Let $H=L_2 [0,1]$ and $G=\{f \in L_2[0,1] : \int_{0}^{1}xf(x)dx=0\}$. Find the Hahn - Banach extension of the functional $L:G \rightarrow H$ defined as $$L(f)=\int_{0}^{1}x^2f(x)dx$$
In the proof of the Hahn - Banach theorem, we obtain some possible interval of values of the extension, but I don't know how to use this fact.

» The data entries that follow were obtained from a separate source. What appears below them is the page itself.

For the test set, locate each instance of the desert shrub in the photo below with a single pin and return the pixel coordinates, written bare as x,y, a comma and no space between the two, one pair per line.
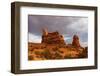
30,57
58,56
37,52
46,54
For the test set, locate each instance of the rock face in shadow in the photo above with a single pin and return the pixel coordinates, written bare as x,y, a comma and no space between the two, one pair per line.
52,38
54,47
76,41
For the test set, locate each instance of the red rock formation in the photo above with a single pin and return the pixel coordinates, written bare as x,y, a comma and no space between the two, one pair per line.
75,41
52,38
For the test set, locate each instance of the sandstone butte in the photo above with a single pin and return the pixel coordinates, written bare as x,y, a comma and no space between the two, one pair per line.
53,46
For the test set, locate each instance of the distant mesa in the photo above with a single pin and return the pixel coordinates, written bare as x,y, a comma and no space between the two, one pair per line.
52,38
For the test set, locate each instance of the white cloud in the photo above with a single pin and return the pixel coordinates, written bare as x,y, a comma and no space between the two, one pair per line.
34,38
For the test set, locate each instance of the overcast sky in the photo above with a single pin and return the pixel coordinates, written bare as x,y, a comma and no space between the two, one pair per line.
65,25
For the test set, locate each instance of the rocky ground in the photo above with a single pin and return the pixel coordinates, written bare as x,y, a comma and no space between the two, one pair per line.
53,51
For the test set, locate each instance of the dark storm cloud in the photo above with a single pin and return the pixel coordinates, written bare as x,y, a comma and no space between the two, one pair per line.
66,25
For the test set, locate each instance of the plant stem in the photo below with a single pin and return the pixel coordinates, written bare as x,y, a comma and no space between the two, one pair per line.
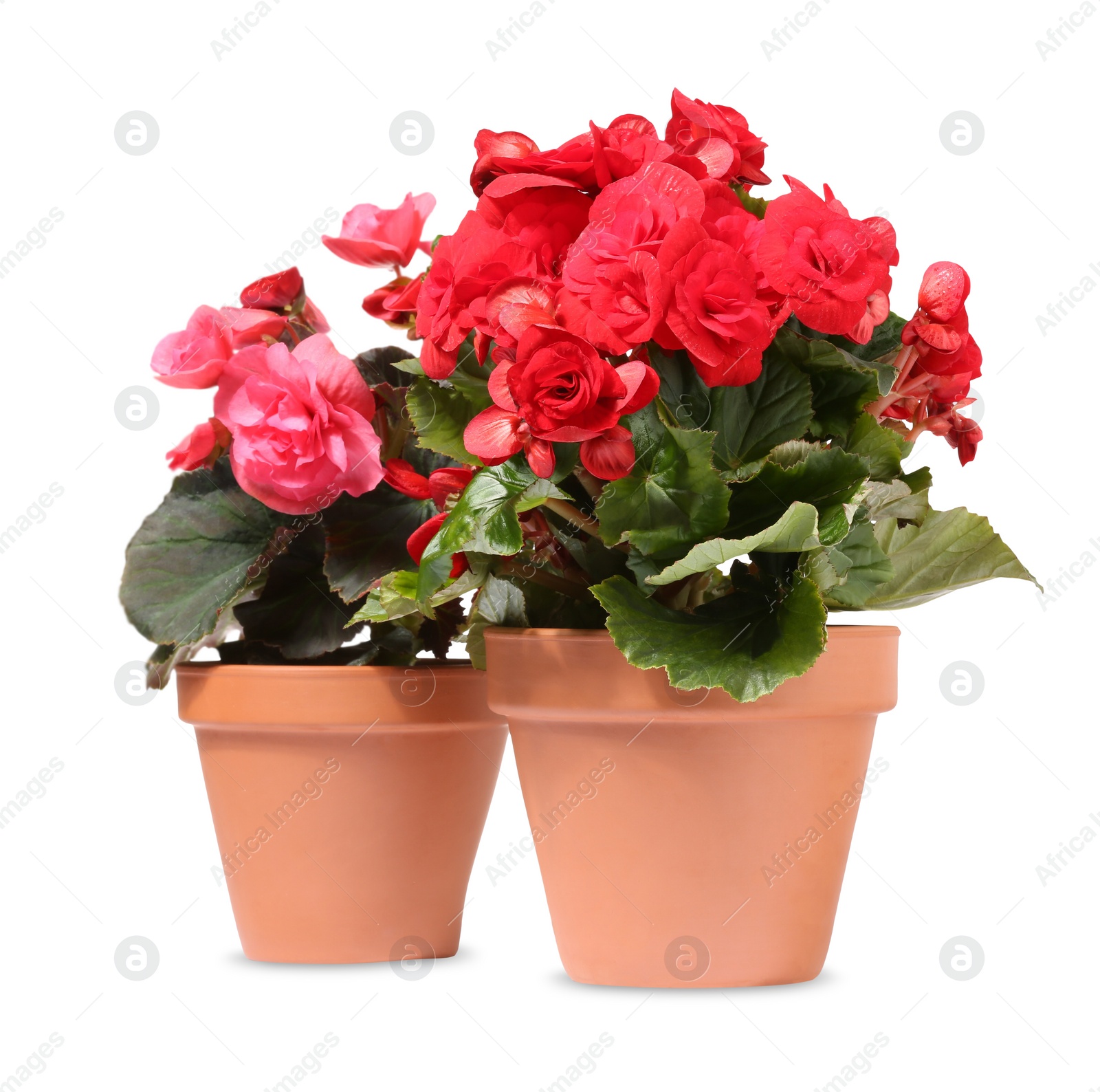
588,482
903,361
573,514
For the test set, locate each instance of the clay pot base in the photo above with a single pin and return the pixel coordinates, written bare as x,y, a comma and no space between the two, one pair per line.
348,804
687,840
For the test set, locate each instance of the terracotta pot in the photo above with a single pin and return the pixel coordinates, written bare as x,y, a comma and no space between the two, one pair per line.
685,839
348,802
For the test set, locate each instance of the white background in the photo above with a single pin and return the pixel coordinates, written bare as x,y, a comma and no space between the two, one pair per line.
253,148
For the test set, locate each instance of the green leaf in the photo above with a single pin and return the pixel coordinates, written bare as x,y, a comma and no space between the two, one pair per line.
795,532
192,557
366,537
949,549
896,500
751,421
685,395
886,339
471,379
395,597
500,602
883,447
825,477
672,498
918,479
440,415
388,364
297,612
747,642
755,205
485,518
861,566
842,384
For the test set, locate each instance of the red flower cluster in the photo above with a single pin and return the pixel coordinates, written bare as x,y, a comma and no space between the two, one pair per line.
440,485
575,258
938,364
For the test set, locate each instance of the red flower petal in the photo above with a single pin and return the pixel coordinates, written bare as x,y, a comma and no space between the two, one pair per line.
401,474
540,457
498,386
438,364
944,291
418,540
641,386
447,482
610,456
493,435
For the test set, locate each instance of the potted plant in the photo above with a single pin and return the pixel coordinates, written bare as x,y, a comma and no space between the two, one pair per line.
349,764
690,410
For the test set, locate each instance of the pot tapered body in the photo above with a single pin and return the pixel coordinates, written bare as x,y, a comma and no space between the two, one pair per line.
348,802
685,839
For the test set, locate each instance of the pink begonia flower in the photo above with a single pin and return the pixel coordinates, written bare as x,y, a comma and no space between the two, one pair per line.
204,447
300,424
249,326
195,357
383,237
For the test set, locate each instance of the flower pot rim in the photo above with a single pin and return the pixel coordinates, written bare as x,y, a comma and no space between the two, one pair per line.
834,630
276,697
318,670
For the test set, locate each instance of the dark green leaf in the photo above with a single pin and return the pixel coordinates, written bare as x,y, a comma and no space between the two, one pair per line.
485,518
685,395
842,384
795,531
672,498
885,339
747,642
195,555
883,447
861,564
755,205
366,537
440,415
377,366
824,478
751,421
297,612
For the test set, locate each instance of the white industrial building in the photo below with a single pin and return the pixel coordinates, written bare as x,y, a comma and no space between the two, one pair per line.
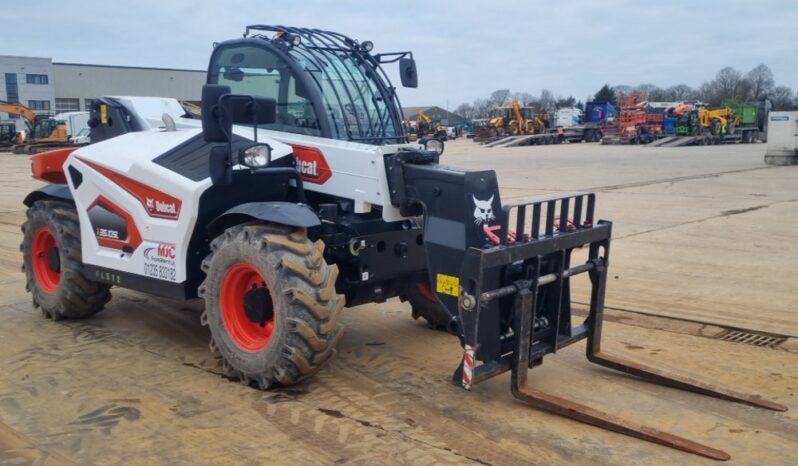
48,87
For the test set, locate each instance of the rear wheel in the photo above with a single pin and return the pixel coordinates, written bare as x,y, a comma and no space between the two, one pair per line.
425,305
270,304
52,263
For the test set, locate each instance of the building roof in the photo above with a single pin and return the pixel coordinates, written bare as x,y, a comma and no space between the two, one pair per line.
435,112
129,67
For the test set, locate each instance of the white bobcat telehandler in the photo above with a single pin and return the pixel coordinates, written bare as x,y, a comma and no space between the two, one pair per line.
300,194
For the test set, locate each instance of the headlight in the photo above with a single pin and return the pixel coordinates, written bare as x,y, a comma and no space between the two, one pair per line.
257,156
434,145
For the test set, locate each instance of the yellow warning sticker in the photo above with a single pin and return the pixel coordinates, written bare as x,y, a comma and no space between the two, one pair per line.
447,284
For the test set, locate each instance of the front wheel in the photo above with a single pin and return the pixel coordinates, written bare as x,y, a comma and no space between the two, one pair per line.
52,263
270,304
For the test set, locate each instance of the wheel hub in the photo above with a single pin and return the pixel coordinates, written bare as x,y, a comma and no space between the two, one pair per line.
247,307
258,305
54,259
46,260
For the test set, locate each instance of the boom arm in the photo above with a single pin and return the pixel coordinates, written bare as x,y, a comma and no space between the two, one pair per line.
20,110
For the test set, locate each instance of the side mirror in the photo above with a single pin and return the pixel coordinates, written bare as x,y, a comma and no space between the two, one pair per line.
407,71
251,110
214,128
219,164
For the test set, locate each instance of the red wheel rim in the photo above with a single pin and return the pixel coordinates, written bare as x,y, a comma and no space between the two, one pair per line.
46,263
249,335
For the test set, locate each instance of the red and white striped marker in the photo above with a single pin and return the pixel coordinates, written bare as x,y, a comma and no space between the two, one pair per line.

Then I tried to explore the set $G$ for a certain property but I couldn't find anything.
I will be grateful for any hints or suggestions.
If $G$ is a closed subspace of a Hilbert space $H$ and $g$ is a continuous linear funnctional on $G$ then the Hahn Banach extension $h$ of $g$ is given by $h(x+y)=g(x)$ where $x \in M$ and $y \in M^{\perp}$. In other words $h$ is $0$ on $M^{\perp}$.
In this case $M^{\perp}= \{cx: c \in F\}$. ($F$ being the scalar field). Can you write down the extension explicitly using these facts? [Any $f$ can be decomopsed as $cx +(f(x)-cx)$ where $c=2\int_0^{1} tf(t)dt$. This makes $f(x)-cx \in M^{\perp}$].